It is widely known that the discovery, development, and commercialization of new classes of drugs can take 10-15 years and greater than $5 billion in R&D investment only to see less than 5% of the drugs make it to market.
AstraZeneca is a global, innovation-driven biopharmaceutical business that focuses on the discovery, development, and commercialization of prescription medicines for some of the world’s most serious diseases. Our scientists have been able to improve our success rate over the past 5 years by moving to a data-driven approach (the “5R”) to help develop better drugs faster, choose the right treatment for a patient and run safer clinical trials.

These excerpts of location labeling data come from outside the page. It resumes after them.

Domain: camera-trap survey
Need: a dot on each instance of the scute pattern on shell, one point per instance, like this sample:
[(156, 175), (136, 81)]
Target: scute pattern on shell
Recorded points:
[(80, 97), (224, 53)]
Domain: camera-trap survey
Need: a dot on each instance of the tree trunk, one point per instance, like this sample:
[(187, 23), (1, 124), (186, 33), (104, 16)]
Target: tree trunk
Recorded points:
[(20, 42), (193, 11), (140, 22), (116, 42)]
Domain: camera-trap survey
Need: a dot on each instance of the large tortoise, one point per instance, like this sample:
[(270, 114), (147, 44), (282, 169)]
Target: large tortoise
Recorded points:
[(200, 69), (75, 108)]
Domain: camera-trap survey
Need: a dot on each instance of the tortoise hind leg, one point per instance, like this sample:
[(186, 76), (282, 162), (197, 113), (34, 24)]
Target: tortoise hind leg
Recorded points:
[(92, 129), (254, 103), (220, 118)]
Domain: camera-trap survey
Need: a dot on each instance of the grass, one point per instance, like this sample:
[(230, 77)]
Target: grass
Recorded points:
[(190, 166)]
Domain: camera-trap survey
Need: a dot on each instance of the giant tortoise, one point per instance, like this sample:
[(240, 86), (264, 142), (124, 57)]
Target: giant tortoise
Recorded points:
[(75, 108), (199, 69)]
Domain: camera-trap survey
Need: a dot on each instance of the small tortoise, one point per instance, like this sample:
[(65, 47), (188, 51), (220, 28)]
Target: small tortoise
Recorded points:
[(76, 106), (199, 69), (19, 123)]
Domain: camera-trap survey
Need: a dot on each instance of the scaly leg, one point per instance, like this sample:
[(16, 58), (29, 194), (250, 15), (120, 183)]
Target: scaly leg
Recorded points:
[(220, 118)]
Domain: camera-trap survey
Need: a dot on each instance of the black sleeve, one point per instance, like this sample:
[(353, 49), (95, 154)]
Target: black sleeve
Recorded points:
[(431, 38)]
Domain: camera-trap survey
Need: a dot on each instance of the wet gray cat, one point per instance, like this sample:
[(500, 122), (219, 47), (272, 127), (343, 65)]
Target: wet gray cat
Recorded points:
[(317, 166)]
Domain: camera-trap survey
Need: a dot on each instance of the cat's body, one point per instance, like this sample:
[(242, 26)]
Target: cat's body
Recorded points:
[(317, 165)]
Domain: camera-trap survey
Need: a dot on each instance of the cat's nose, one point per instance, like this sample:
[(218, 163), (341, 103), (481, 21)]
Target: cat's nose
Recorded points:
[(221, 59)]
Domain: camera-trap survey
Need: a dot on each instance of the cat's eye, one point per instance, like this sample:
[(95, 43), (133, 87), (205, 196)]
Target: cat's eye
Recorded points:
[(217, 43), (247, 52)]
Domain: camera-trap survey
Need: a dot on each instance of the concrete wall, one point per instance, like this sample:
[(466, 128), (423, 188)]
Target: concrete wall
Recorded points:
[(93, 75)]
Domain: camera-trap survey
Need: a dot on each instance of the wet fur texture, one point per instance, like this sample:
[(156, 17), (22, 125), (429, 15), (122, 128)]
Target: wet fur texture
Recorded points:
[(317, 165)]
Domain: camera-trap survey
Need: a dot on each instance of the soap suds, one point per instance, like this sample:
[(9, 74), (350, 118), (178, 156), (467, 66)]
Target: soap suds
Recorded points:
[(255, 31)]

However, our scientists are still unable to make these decisions with all of the available scientific information at their fingertips. Data is sparse across our company as well as external public databases, every new technology requires a different data processing pipeline and new data comes at an increasing pace. It is often repeated that a new scientific paper appears every 30 seconds, which makes it impossible for any individual expert to keep up-to-date with the pace of scientific discovery.
To help our scientists integrate all of this information and make targeted decisions, we have used Spark on Azure Databricks to build a knowledge graph of biological insights and facts. The graph powers a recommendation system which enables any AZ scientist to generate novel target hypotheses, for any disease, leveraging all of our data.
In this talk, I will describe the applications of our knowledge graph and focus on the Spark pipelines we built to quickly assemble and create projections of the graph from 100s of sources. I will also describe the NLP pipelines we have built – leveraging spacy, bioBERT or snorkel – to reliably extract meaningful relations between entities and add them to our knowledge graph.